Probabilmente finirà per fare la stessa fine anche House of Guinness, nonostante il tanto clamore al secondo episodio sembra di stare dentro una soap opera con una colonna sonora migliore ma fin troppo ingombrante, il Peaky Blinders di serie B non ha protagonisti altrettanto efficaci e una trama che Steven Knight fa già girare a vuoto. Provo a dargli un'altra chance, ma il giovine mi ha già abbandonato nonostante la passione per la birra di Dublino. Qualcosa vorrà dire.
È andata meglio con questi tre titoli? Non proprio, il mio tempo, purtroppo, era più prezioso.
Black Rabbit
Il Buono
Jason Bateman e Jude Law sono i fratelli diversi che non ti aspetti, ma che a loro modo funzionano.
Scapestrato, dedito al gioco d'azzardo e alle fughe continue uno, pieno di fascino e gestore di un ristorante di successo pronto al grande passo, l'altro.
Il loro problema? Non sapersi accontentare infilandosi in problemi sempre più grandi alla ricerca di soldi e finanziatori.
Per ripagare i suoi debiti uno, per mantenere uno stile di vita sopra le sue possibilità, l'altro.
Il grande passo di uno corrisponde con il ritorno a casa dell'altro, con la mafia locale a richiedere quanto gli spetta con gli interessi e tortuose vie che passano per truffe e estorsioni e incendi e rapine per racimolare quel denaro.
Il grande problema di Black Rabbit?
Tirarla per le lunghe con 8 episodi che sfiorano l'ora, di cui funzionano forse la metà, con fin troppi personaggi sacrificabili, fin troppe storie che non hanno peso e con un colpo di scena che non è certo a sorpresa e un finale prevedibile come pochi.
Bateman, che dirige gli episodi assieme all'ex collega di Ozark Laura Linney e Justin Kurzel, riesce a rubare la scena al fascino sfacciato di Law, con una colonna sonora graffiante in cui spiccano gli Strokes, le urla e la concitazione e l'ansia data dalle scene d'azione, la delusione è per quel che poteva essere e non è.
In questa New York industriale e polverosa, dove i milioni sembrano briciole, dove l'amicizia non ha peso, non si ha simpatia per nessuno dei personaggi, che si muovono come mine impazzite combinando danni uno dopo l'altro, se ci fossimo concentrati davvero solo sull'ultima rapina, su quei flashback che iniziano ad aprire gli episodi a metà della miniserie, il mordente sarebbe stato più alto.
Verrebbe da ripensarlo montato e tagliato diverso, ma probabilmente Netflix ci tiene troppo a tenerci ancorati al suo minutaggio.
Smoke
Il Brutto
La storia vera di un investigatore antincendio che però è anche il più efferato dei piromani.

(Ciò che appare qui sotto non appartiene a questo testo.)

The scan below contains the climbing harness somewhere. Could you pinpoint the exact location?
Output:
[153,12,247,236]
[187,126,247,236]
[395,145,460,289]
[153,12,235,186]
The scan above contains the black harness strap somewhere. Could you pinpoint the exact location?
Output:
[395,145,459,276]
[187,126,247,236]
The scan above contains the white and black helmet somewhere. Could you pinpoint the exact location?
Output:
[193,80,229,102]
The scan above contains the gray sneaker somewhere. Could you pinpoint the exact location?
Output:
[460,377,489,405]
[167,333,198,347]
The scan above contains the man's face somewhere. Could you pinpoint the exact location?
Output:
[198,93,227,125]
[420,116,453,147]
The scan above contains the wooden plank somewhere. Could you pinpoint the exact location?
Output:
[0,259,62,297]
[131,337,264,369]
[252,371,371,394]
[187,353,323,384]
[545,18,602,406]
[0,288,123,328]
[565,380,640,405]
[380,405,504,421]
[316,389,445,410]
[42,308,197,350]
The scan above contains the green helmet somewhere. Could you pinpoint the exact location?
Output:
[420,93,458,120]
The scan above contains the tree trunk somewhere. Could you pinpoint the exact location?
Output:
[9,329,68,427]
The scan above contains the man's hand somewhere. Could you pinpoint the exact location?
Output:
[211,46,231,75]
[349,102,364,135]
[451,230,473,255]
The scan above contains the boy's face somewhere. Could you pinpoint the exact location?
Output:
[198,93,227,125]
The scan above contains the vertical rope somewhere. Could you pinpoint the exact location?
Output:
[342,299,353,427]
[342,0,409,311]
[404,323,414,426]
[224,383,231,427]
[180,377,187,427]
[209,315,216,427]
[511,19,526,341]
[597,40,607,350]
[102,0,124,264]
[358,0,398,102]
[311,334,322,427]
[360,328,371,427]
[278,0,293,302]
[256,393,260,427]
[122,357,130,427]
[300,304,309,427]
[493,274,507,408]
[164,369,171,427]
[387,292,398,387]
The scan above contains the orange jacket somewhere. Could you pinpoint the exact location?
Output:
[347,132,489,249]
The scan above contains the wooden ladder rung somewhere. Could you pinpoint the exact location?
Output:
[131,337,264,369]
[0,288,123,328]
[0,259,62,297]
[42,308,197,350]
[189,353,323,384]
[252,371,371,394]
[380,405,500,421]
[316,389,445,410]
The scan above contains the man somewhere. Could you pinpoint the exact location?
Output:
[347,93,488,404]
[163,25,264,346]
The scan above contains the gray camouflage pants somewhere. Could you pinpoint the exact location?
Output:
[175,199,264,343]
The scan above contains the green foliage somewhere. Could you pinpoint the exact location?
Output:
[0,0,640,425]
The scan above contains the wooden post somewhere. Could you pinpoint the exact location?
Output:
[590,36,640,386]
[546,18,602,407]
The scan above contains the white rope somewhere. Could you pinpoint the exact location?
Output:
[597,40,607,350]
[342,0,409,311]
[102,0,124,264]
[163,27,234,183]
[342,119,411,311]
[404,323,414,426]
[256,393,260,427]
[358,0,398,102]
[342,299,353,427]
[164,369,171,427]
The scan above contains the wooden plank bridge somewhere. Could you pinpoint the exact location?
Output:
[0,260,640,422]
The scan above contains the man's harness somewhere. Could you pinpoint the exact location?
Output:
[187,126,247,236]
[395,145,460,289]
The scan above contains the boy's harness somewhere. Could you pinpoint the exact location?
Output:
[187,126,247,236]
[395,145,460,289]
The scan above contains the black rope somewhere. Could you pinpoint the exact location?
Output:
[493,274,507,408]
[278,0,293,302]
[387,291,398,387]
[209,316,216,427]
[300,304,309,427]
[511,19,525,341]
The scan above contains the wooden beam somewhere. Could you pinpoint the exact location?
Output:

Una storia che mescola realtà e finzione, e che prende le distanze dalla cronaca portando l'azione dagli anni '80 all'oggi, con tutte le tecnologie a disposizione.

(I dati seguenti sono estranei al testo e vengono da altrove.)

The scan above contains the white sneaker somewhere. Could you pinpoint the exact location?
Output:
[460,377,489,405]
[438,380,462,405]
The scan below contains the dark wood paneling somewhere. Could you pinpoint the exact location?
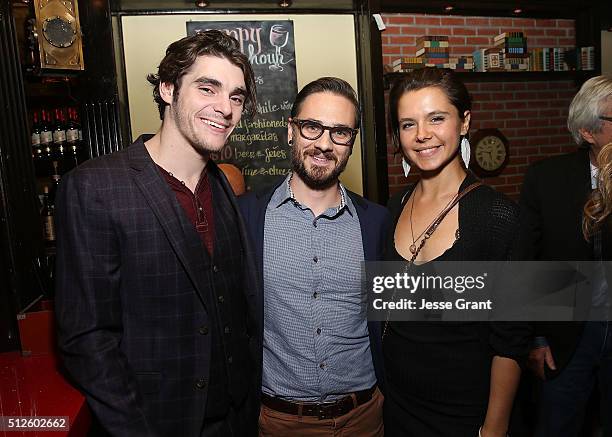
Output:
[0,1,42,350]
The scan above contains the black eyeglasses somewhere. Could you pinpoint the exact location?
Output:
[291,118,358,146]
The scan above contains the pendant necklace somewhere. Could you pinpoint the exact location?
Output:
[408,181,459,255]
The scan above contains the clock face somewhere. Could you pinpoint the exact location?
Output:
[474,135,506,171]
[43,16,76,48]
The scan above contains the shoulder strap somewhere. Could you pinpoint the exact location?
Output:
[410,181,483,263]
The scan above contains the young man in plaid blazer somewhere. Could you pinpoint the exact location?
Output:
[56,31,261,437]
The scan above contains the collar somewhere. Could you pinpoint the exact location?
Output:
[270,172,356,215]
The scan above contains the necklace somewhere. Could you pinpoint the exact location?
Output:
[408,181,459,255]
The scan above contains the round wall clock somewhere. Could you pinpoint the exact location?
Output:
[43,16,77,48]
[470,129,509,177]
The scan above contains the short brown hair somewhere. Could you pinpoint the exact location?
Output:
[147,30,257,120]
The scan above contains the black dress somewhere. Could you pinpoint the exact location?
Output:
[383,174,529,437]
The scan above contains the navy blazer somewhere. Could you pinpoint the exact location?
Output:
[513,147,593,378]
[238,177,391,390]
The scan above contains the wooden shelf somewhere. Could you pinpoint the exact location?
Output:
[384,70,597,89]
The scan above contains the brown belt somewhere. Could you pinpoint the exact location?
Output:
[261,384,376,420]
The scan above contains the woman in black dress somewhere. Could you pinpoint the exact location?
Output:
[383,68,528,437]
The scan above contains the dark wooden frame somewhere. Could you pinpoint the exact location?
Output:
[470,128,510,178]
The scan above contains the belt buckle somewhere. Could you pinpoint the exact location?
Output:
[317,400,341,420]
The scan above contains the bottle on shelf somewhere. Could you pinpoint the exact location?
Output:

Taron Egerton è quel piromane e quel detective con smanie di protagonismo, tanto da credersi un fine scrittore impegnato a romanzare le sue doti investigative e di seduzione impegnato a cercare di risolvere due scie di incendi che stanno sconvolgendo Umberland.
Il punto sulla delusione per questa miniserie sta tutto qui: la vediamo raccontata dal punto di vista di Dave Gudsen, con Egerton che volutamente esagera nella recitazione, nel pathos, o il suo andare sopra le righe è parte di una recitazione che prenderei volentieri a sberle?
Non è facile capirlo perché Smoke cambia spesso toni, concentrandosi su Gudsen e sulla sua apparente vita perfetta che ogni tanto si incrina facendo scorgere la verità, ogni tanto su Freddy, piromane depresso e represso che non può che vendicare con il fuoco i torti subiti, e la Detective Michelle Calderone, chiamata dalla polizia a indagare sugli incendi che stanno devastando la città e che subito sospetta di Gudsen. Si approfondisce così il passato e il privato di questi tre personaggi, appesantendo il racconto e facendolo esplodere in momenti di strana follia canora, sessuale, scurrile che sia.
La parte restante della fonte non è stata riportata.